Why use R when you have Tableau? Tableau vs. R?

I have seen many discussions around Tableau Vs. R. Here are my thoughts on this topic. Tableau is a fantastic tool for pattern discovery using data visualization. It is usually my tool of choice when I want throw some data and keep playing with the data to see whether any patterns emerge. Learning and using Tableau is a very low time consuming activity, but you could keep playing with the data and nothing might emerge.

Whereas, R has a very steep learning curve; any investment you make in R, however, will be returned with significant rewards. R is easily more than a programming language; it is almost a whole framework. You have access to countless libraries (from data manipulation to data visualization to machine learning to financial analysis to interactive Google charts to text mining to web apps).

Why learn R?

If very few people are using R around you, then it is more the reason to learn R, because soon you’ll be wowing them (and future employers) with your skills. Remember: if something is easy to do, everybody is doing that thing; you will become indistinct by becoming a commodity.
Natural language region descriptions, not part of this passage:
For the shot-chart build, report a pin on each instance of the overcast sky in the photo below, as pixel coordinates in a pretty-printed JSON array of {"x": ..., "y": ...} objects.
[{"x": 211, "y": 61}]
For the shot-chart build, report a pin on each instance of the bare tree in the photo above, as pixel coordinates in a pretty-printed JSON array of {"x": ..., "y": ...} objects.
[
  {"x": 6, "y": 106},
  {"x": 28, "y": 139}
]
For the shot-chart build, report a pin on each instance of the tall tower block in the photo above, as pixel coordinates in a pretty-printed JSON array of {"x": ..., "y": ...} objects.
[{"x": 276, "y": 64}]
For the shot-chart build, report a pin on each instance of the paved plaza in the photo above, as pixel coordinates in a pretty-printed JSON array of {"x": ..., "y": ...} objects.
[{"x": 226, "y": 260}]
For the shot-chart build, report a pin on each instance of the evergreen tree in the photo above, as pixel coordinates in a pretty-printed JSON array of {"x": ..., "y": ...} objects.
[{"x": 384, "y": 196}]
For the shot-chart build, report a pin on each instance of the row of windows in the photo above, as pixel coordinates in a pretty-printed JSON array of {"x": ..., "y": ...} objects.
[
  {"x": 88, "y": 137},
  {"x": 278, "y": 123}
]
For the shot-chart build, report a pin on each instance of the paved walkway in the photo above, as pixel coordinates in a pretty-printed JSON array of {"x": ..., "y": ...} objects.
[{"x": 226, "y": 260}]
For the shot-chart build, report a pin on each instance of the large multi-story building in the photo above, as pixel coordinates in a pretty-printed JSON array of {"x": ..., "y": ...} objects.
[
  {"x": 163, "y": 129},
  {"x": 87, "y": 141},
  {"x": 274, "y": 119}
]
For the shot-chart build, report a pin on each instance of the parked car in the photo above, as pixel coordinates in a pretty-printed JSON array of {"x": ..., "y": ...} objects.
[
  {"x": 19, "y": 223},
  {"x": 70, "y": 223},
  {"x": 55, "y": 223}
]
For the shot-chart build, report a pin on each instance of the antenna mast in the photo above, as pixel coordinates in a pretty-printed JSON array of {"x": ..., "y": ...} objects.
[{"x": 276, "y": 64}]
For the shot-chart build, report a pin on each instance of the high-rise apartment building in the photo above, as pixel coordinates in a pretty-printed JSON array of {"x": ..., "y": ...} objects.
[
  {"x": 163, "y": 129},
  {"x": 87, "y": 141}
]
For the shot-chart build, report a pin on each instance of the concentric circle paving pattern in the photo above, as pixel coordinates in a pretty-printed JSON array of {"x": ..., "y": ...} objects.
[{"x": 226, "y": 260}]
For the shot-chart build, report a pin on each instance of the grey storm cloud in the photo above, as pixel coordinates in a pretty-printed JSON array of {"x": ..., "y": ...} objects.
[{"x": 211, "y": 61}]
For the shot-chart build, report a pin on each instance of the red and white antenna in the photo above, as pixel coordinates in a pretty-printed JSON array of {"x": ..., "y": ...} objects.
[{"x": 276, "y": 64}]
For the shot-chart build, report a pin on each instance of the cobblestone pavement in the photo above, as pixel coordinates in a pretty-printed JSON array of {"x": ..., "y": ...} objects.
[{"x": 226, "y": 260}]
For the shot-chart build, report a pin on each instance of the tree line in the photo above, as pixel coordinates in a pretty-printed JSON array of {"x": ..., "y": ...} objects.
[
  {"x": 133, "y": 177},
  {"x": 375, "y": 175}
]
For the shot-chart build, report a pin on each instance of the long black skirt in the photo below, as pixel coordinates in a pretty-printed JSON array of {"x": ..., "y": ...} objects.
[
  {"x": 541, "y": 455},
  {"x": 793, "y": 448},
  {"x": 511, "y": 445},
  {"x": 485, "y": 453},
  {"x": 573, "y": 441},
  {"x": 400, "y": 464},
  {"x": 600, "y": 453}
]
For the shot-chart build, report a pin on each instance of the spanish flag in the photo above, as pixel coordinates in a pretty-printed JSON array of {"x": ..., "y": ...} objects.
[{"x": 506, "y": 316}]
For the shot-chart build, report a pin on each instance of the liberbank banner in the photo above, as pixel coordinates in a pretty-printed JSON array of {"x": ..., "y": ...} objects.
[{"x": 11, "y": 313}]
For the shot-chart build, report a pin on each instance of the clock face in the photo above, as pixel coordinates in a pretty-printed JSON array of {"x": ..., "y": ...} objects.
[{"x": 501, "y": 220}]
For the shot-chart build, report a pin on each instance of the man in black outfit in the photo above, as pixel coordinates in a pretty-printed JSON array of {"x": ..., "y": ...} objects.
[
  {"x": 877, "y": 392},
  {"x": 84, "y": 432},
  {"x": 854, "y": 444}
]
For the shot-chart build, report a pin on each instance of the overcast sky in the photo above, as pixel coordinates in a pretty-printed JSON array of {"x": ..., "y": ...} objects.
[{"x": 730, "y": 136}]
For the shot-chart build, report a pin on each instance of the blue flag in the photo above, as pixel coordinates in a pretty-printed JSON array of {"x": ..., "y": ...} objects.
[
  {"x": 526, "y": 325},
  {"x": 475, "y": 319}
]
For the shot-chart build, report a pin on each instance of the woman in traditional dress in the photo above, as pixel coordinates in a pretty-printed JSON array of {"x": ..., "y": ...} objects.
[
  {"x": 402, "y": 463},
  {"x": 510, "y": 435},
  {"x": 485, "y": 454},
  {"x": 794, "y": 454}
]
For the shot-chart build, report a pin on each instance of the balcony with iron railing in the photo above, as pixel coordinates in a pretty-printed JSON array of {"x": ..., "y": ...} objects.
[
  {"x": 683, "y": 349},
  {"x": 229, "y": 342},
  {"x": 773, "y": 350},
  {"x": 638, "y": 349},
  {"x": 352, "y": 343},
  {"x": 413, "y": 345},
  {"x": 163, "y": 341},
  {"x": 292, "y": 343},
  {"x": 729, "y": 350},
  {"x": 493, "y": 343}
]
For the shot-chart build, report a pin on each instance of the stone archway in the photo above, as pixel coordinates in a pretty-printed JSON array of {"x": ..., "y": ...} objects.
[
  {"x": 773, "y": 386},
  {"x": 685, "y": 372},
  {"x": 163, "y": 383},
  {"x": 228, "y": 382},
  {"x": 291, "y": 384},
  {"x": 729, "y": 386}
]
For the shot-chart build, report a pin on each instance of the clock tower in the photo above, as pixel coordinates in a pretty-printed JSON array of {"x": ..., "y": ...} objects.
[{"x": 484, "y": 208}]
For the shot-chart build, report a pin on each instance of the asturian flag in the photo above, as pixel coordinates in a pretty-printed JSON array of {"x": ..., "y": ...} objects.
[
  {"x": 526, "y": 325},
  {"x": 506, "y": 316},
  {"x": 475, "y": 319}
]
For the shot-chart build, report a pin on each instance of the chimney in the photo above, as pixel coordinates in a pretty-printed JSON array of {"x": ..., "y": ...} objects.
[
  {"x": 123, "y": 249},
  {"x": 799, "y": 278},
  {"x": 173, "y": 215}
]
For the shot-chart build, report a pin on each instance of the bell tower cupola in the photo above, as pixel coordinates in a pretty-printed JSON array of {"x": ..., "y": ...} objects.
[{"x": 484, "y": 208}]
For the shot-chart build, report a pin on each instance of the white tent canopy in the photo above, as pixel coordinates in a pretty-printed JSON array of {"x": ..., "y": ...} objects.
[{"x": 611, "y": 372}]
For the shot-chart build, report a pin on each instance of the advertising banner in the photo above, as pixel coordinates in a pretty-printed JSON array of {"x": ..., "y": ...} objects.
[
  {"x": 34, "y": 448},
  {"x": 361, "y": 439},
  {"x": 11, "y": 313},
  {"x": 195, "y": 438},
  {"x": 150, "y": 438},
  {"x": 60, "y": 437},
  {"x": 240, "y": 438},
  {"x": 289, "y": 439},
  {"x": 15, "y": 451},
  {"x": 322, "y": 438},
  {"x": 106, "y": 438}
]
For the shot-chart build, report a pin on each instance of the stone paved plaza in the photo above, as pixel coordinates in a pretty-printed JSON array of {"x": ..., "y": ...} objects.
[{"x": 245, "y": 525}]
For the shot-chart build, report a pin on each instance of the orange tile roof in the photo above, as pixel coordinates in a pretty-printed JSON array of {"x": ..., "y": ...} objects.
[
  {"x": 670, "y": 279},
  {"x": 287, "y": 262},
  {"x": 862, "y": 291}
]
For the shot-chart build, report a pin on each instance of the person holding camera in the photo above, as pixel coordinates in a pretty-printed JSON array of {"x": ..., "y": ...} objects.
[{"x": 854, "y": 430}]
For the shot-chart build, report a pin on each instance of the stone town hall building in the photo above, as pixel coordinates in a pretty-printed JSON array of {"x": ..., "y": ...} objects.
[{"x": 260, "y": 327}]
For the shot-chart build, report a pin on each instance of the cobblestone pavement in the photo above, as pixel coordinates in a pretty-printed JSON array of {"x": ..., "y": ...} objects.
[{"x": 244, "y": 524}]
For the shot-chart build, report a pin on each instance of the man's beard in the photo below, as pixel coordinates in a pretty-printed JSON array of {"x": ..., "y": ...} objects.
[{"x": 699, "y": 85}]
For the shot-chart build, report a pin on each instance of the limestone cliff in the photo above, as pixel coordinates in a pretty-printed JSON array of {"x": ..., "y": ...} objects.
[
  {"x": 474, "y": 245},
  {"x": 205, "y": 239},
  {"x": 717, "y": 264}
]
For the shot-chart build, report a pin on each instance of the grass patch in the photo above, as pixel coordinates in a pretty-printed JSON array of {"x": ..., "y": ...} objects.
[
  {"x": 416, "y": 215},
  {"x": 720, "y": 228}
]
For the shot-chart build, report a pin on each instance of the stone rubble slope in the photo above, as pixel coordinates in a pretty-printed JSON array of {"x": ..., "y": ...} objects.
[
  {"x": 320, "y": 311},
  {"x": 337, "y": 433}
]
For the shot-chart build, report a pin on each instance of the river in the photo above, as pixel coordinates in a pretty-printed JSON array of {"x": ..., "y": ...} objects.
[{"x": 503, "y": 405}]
Better, become indispensable.

As as example of R’s power, consider this report that I created in R. It is reporting an inclination score (generated using R), showing sparklines (again R), getting data from SQL Server data warehouse, and then repeating the analysis for every region and every capacity range. More than 100s of nice looking pages within seconds.

Auto Reports using R Auto Reports using R

Auto Reports using R Auto Reports using R

If there were only two reasons to use R, I would say these: reproducibility and repeatability. You can do everything in R in one script and then come back to it after a few years still able to track your steps down.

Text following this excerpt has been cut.